The Request for Comments does not itself propose specific changes to the TSR but rather invites input on several specific topics, as well as on any issues relevant to the TSR that commenters wish to address. Notably, the advent of the National Do-Not-Call Registry culminating in 2003 started as precisely this kind of “routine” review of the TSR. Here, the FTC specifically seeks comment on issues surrounding:

• Whether there is a need to expand the TSR’s recordkeeping requirements;

• The use of pre-acquired account information, i.e., that which a customer has previously provided to a seller or telemarketer to subsequently charge his or her account in a new transaction; and

• Negative option marketing transactions, where consumer silence or failure to act within a certain time results in an agreement to purchase goods or services.

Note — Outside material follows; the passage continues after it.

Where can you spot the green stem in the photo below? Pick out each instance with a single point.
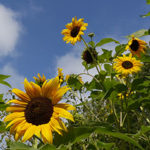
(35, 143)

The FTC asks a number of specific questions in each of these areas. For example, it seeks input on the costs and burdens that the TSR’s current recordkeeping rules place on sellers and telemarketers. It does so with an eye toward the fact that, at present, the rules do not require retention of records of telemarketing calls placed. The FTC originally based this on an assumption that such records would be available from carriers through which calls are made, but in practice the FTC has found that problematic. The Request for Comments notes that the “simple solution” to these “enforcement obstacles” – i.e., requiring sellers and/or telemarketers to retain their own call records – would likely create compliance and costs burdens, and thus asks about the nature and efficacy of those burdens, and whether there are feasible alternatives.

The FTC also wades into whether the TSR has been effective in preventing telemarketers from using preacquired account information to charge customers’ accounts without authorization. It asks whether the Rule has significantly increased the costs of doing business, and whether companies should face heightened disclosure and/or consent requirements when using preacquired information with negative option features.

With respect to negative option marketing, the Request notes that when the FTC adopted the current negative option rules, and exempted transactions arising from general media advertising, there was little record of negative option offers being consummated ancillary to such ads. Now, with outbound calling significantly limited by the TSR (and corresponding FCC rules) general media are used more frequently to solicit inbound calls, including those used to make negative-option offers. The FTC thus asks a series of wide-ranging questions in this area.

Again, while the FTC is not proposing specific changes to the TSR, it is important to note that it often uses input received on these types of comment requests to formulate rulemaking proposals. And with the FTC opening the door to any and all input on any aspect of the TSR, this may be a key opportunity to seek rule reform for those so inclined.

DISCLAIMER: Because of the generality of this update, the information provided herein may not be applicable in all situations and should not be acted upon without specific legal advice based on particular situations.